No posing here: meeting foreign heads of state. Photo Pete Souza
Fly-on-the-wall: on board Air Force One. Photo Pete Souza
Real moments: the Situation Room. Photo Pete Souza
Recording reality: Presidential downtime. Photo Pete Souza
Britain’s former Brown Government allowed a photographer from The Guardian to witness the final moments of its tenure. Martin Argles was in the room as Mr Brown paced the floor waiting for the telephone call from Nick Clegg that was to inform him he was no longer Prime Minister of Great Britain.
While moments of such doubtless historical value are recorded as a matter of course elsewhere, Australian political parties of all persuasions have with only the briefest of exception conducted their business behind closed doors. In Australia, political photographers are feared by politicians more than the potential cultural and historical weight of their work is appreciated.

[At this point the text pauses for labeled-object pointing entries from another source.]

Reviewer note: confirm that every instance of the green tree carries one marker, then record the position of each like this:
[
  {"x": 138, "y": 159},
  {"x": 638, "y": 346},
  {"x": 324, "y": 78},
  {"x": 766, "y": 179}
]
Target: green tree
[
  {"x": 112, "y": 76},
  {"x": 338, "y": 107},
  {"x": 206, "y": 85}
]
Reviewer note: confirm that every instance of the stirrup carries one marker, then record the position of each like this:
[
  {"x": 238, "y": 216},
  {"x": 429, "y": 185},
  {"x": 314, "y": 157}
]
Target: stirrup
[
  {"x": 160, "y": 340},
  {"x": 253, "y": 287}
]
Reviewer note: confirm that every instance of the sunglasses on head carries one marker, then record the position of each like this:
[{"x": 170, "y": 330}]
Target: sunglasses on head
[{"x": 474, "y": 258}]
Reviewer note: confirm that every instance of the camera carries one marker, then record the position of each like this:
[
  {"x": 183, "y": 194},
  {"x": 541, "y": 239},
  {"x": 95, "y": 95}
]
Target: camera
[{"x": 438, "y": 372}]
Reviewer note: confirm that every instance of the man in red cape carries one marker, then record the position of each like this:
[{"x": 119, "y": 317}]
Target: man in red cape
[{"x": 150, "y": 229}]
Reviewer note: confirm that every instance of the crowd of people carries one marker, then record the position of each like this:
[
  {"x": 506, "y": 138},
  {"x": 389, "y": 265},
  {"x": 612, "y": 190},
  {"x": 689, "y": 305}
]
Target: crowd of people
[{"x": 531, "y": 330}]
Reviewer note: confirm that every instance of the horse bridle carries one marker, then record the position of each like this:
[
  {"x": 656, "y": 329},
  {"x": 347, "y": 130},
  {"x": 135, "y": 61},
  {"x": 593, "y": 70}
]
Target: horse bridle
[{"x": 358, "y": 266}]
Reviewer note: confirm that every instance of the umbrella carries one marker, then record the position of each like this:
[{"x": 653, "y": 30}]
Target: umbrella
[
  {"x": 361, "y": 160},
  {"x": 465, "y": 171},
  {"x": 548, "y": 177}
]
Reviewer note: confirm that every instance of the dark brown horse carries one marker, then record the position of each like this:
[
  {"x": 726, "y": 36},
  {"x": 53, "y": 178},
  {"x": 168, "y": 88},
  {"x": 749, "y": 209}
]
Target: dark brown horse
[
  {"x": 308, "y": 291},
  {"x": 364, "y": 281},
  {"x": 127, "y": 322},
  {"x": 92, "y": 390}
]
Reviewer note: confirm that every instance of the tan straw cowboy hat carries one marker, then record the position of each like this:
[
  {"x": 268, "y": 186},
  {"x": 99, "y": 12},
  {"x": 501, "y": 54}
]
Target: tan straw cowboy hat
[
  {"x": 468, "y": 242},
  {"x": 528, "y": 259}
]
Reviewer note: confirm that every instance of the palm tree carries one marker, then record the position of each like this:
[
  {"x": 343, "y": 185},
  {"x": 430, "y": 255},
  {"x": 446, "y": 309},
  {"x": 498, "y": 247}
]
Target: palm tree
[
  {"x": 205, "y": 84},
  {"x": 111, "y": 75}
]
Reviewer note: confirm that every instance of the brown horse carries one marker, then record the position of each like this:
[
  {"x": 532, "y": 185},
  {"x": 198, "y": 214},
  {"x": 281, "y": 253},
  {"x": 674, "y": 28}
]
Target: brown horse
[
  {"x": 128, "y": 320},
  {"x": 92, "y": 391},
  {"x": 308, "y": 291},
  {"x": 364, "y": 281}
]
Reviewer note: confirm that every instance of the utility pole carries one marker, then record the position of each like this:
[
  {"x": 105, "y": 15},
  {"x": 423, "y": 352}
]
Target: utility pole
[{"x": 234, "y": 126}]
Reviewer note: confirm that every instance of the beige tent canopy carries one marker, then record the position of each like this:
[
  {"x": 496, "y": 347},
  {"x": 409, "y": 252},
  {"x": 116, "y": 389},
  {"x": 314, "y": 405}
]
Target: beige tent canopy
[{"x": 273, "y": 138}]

So if it’s an expression of authenticity she has decided she needs, the Prime Minister ought to simply pluck one photographer at a time from the campaign media bus to spend the day travelling alongside her team. Allow them to record the business of electioneering by facilitating that fly-on-the-wall approach. Let them photograph real, unscripted moments honestly.
Sure, offering access like this means taking risks, but against the present backdrop of stage-managed and contrived political imagery, one ounce of reality will make a stark difference and perhaps a positive impression on voters.







Phil Hillyard got good access during Gillard’s first week in the job and did some great work too.
Wade.
Australian editors, picture editors, reporters and photographers all go along for the ride [literally on the campaign bus] and are complicit in the major parties efforts to stage-manage the campaign.
Less worry about the budget would mean more photographers being on the campaign trail seeking out the unscripted moments.
But it seams to be easier to moan about the politicians and blame the party machines for what is really a lack of effort to genuinely prosecute the campaign by the daily papers.
Frankly, the voters deserve more from the media, but the media don’t deserve more from the parties.